5 poses I am grateful for as a practitioner, and instructor!

April 21, 2016


1.  Child’s Pose (Balasana) – personally, in my practice I love child’s pose for so many reasons.  But as an instructor, I usually start my classes here because it can tell me a lot about the students in my class – I can quickly scan and see the following:

who has tight hips, shoulders, knees, ankles, etc.;

imbalances between the right and left side of a student; and

who is struggling to let go of thoughts or settle into their breathe for the class.


2.  Handstand (Adho Mukha Vrkasana)– handstand takes me back to my childhood.  There was probably a good 10 years of my life where I had put handstand to rest and never imagined I would endeavor to rise up on my hands again, let alone do it!   Now, a few decades into my life, I love handstand because it reminds me to be playful.  And to fall once in a while, yes.  And that all things are possible.  I love seeing students try handstand, because with a little bit of carefulness, it can be a really fun pose to succeed and fail at.
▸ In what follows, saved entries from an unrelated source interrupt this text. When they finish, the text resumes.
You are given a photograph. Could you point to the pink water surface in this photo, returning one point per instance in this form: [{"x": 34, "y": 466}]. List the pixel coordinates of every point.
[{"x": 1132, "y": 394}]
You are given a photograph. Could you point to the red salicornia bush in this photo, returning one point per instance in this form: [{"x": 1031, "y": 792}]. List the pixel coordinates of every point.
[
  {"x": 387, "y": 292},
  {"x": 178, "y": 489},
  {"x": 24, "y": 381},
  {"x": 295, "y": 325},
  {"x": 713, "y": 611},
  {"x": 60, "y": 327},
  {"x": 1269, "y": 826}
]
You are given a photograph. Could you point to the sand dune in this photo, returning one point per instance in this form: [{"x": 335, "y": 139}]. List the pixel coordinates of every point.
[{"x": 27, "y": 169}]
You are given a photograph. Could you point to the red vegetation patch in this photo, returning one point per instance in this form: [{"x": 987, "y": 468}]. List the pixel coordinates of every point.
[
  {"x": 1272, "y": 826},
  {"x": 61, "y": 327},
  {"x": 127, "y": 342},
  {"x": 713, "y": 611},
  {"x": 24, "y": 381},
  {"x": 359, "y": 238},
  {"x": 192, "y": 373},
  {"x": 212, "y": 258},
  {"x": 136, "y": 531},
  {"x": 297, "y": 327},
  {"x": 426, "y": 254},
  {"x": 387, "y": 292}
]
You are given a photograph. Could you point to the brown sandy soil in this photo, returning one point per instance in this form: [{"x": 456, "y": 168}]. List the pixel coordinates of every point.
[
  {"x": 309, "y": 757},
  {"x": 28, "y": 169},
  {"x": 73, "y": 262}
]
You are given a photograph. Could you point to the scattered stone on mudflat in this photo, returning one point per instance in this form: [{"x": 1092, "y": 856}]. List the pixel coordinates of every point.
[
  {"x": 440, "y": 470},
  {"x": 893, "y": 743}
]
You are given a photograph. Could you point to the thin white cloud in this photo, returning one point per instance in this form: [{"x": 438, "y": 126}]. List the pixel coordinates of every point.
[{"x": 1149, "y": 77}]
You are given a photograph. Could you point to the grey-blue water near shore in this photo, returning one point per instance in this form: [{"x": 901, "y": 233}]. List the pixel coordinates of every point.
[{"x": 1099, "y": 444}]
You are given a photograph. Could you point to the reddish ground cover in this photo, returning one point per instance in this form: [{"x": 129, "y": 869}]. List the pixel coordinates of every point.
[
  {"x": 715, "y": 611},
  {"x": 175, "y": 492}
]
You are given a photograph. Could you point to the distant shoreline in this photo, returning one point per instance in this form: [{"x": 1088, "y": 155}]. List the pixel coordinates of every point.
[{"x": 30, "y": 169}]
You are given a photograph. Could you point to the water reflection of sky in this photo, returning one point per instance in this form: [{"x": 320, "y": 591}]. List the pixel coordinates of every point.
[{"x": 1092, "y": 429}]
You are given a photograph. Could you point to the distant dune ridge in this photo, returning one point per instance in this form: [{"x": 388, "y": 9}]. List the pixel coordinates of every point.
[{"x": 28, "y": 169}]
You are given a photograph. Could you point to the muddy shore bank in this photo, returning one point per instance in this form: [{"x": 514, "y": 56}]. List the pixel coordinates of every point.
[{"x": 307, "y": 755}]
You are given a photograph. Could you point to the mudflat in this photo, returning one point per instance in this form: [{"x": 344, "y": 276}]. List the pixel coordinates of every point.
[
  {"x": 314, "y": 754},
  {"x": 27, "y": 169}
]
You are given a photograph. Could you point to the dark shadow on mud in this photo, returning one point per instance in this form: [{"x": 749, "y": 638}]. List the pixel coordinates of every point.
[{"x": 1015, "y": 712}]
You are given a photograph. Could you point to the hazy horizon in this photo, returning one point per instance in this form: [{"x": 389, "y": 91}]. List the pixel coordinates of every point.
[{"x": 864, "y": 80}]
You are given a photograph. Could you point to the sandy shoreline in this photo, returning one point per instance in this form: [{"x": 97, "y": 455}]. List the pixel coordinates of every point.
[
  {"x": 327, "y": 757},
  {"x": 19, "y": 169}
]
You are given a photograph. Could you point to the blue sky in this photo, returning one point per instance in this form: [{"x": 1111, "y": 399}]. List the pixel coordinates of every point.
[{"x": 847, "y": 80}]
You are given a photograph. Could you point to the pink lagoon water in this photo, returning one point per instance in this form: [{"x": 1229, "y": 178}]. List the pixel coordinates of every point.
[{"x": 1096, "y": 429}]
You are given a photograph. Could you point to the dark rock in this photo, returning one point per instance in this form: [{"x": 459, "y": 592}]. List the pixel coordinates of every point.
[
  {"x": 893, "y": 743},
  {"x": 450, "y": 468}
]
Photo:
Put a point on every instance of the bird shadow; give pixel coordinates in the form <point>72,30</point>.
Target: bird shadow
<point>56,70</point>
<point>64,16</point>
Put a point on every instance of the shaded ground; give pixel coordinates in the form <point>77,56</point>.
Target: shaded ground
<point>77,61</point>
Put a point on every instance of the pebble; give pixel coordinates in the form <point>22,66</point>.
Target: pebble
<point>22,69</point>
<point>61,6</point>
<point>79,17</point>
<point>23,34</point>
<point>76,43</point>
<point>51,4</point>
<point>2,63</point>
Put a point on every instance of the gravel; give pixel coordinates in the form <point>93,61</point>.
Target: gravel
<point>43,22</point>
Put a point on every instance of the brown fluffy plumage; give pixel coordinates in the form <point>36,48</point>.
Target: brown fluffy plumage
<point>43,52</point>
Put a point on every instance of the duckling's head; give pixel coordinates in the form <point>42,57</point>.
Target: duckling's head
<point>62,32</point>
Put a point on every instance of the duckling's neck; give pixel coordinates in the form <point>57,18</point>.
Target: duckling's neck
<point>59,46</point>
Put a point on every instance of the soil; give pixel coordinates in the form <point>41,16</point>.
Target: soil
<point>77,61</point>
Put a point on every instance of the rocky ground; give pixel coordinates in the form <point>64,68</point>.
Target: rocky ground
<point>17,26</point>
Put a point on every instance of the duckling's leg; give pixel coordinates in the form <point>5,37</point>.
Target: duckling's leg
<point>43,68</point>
3.  Half Pigeon (Ardha Kapotasana) – I often wish I could keep students in half pigeon for five-plus minutes on each side, but a 60-minute class just doesn’t afford for this.  We’ve become much more sedentary in our lives and spend a lot more time sitting at desks, in meetings, in the car and even on the couch at home.  Opening the hips up – really opening them – can help relieve some of the stress our sedentary lives place on our hips, lower back, psoas as well as help to protect our knees as we get up and get more active!


4.  Twisted Triangle (Parivrtta Trikonasana) – This is a recent favorite for me.  I just love all the things going on in this pose.  As a beginner, you may only focus on the twisting of the upper body, but as you become more aware of your body in this pose, you will quickly realize there is a lot more going on – hamstring lengthening, hip opening, spine lengthening & strengthening, shoulder opening - and with some minor tweaks and adjustments, you can get a lot of this pose!


5.  Plow Pose (Halasana) – There is nothing like a stretch from head to toe!  Again, our sitting habits throughout the day do little to lengthen the spine and actually compress it.  I love the length that plow pose creates in the neck, spine, lower back and in the backs of the legs.  Head to toe!